Andrea Anastasi

i

Autor: archiwum se.pl

Liga Światowa 2012, Polska - Brazylia 19.05.2012. Andrea Anastasi: Brazylijczycy się nas boją

2012-05-17 20:10

Jesteśmy czwartą drużyną rankingu światowego i to musi robić wrażenie na przeciwnikach - mówi trener polskich siatkarzy Andrea Anastasi (52 l.) przed startem Ligi Światowej. Polacy w piątek w Toronto zagrają z Brazylią i zamierzają powalczyć o pierwszą od 10 lat wygraną z canarinhos w meczach o punkty.

- Celujemy w finał Ligi Światowej, ale na drodze staje Brazylia i łatwo nie będzie - komentuje Anastasi, który na każdym kroku podkreśla wagę tej imprezy w obliczu igrzysk w Londynie. 4 lata temu reprezentacja USA została zwycięzcą LŚ, a kilka tygodni później triumfowała w turnieju olimpijskim w Pekinie. Drogą Amerykanów chcą iść Polacy.

Na otwarcie LŚ Brazylijczycy, których ostatnio mieliśmy "na widelcu" podczas Pucharu Świata 2011 (od 2:0 do 2:3... - red.), nie zaatakują nas pełnymi siłami.
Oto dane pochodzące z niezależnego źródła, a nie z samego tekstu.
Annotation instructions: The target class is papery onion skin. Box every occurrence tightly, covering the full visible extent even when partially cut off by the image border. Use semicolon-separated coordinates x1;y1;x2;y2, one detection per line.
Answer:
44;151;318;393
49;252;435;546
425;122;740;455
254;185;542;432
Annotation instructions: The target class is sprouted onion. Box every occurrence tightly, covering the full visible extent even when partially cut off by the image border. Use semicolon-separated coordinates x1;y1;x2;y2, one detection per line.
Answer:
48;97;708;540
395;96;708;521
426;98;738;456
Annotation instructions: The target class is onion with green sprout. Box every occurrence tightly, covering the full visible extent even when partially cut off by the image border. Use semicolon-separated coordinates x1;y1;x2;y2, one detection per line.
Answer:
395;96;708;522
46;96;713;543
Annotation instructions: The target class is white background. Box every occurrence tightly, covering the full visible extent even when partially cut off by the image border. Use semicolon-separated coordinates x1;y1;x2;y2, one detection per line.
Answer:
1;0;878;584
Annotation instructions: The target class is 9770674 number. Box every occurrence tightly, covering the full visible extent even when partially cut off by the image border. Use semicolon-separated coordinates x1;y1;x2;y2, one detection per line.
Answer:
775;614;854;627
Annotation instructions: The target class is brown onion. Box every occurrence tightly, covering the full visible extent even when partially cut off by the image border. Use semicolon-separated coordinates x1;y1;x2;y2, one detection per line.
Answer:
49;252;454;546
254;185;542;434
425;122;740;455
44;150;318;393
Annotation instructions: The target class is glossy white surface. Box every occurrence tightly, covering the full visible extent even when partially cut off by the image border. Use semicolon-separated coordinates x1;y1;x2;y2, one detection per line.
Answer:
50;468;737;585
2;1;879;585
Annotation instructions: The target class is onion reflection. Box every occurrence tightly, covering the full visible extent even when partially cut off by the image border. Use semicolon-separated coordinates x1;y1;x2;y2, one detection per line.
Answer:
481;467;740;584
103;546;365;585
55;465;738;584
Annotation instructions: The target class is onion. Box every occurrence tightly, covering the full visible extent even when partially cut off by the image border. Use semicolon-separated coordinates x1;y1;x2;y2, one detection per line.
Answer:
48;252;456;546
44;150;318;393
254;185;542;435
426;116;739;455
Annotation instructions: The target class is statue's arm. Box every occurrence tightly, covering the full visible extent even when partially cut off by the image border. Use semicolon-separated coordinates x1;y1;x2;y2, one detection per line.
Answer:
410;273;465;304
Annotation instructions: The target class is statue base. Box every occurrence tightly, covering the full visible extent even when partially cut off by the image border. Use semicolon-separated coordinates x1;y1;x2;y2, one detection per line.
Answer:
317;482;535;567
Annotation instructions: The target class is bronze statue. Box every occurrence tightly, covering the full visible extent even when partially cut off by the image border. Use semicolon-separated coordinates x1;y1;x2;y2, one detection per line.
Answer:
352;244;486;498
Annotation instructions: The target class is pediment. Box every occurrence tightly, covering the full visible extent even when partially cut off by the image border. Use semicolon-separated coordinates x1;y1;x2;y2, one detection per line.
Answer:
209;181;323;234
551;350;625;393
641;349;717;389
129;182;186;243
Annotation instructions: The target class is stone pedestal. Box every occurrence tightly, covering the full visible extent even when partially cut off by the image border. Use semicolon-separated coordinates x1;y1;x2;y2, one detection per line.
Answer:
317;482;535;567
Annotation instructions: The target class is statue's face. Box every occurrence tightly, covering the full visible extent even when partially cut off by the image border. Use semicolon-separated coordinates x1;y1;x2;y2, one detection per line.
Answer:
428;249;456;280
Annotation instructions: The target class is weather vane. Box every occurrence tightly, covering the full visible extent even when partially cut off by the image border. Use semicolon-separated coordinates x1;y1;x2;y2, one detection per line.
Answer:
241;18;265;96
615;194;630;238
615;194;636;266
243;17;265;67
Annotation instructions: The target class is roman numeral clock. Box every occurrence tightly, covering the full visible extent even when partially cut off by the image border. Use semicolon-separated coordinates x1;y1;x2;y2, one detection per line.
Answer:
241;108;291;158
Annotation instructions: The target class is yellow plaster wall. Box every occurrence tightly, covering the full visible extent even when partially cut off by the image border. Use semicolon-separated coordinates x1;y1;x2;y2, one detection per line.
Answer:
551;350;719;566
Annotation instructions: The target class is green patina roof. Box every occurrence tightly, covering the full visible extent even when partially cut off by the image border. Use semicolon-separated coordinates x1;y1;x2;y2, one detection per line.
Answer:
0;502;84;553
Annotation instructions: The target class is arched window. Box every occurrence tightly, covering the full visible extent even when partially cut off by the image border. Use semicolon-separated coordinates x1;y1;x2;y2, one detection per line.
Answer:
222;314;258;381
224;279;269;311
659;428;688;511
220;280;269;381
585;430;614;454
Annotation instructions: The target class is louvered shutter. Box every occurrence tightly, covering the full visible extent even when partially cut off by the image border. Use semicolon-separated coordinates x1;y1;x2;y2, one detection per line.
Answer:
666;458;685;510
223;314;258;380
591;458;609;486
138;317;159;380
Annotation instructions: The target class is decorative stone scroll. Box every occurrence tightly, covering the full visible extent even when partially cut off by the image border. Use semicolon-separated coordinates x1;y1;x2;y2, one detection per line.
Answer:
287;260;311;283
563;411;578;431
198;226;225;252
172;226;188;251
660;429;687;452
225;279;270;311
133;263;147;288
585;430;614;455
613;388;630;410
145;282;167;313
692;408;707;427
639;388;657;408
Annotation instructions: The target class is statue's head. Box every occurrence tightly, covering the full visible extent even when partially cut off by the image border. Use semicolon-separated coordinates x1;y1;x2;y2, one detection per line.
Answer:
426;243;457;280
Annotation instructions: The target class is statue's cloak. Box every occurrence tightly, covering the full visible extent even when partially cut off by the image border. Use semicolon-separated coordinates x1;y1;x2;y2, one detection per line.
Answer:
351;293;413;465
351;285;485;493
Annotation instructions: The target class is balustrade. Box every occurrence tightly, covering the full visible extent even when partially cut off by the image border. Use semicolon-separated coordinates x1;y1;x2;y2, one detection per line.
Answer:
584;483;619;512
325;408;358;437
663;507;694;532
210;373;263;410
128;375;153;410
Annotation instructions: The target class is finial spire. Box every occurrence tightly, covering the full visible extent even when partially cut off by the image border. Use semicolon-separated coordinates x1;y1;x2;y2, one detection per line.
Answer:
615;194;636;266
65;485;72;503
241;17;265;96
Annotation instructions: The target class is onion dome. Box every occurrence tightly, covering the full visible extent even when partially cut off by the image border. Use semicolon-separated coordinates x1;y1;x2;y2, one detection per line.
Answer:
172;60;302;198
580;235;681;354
Z powodu niewyleczonych kontuzji w ekipie trenera Bernardo Rezende zabraknie dwóch gwiazd - Giby i Murilo. Do zespołu canarinhos wraca za to po 5 latach skłócony poprzednio z selekcjonerem rozgrywający Ricardo.

- Nie wiemy, na co będzie stać Brazylijczyków po tych roszadach, ale w ogóle się tym nie martwimy - zapewnia trener Anastasi. - Uważam, że mamy dużą szansę na wygraną. Przede wszystkim dlatego, że Polacy niesamowicie zyskali po ubiegłorocznym Pucharze Świata. Nie wiem, czy Brazylijczycy się nas boją, ale na pewno darzą o wiele większym szacunkiem niż kiedykolwiek. Gdy spotykam Rezende, zawsze czuję, że ma dla nas mnóstwo respektu. W końcu jesteśmy czwartą drużyną rankingu światowego i to o czymś świadczy - zauważa włoski szkoleniowiec.